The thermal radiation spontaneously emitted by many ordinary objects can be approximated as black-body radiation. A perfectly insulated enclosure that is in thermal equilibrium internally contains black-body radiation and will emit it through a hole made in its wall, provided the hole is small enough to have negligible effect upon the equilibrium.
A black-body at room temperature appears black, as most of the energy it radiates is infra-red and cannot be perceived by the human eye. Because the human eye cannot perceive light waves at lower frequencies, a black body, viewed in the dark at the lowest just faintly visible temperature, subjectively appears grey, even though its objective physical spectrum peak is in the infrared range. When it becomes a little hotter, it appears dull red.

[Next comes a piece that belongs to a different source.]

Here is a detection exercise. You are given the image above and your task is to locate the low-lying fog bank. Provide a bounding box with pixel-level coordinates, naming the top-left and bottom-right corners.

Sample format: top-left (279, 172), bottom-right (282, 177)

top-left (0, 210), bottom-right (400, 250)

As its temperature increases further it becomes yellow, white, and ultimately blue-white.
Although planets and stars are neither in thermal equilibrium with their surroundings nor perfect black bodies, black-body radiation is used as a first approximation for the energy they emit.
 Black holes are near-perfect black bodies, in the sense that they absorb all the radiation that falls on them. It has been proposed that they emit black-body radiation (called Hawking radiation), with a temperature that depends on the mass of the black hole.
The term black body was introduced by Gustav Kirchhoff in 1860.Black-body radiation is also called thermal radiation, cavity radiation, complete radiation or temperature radiation.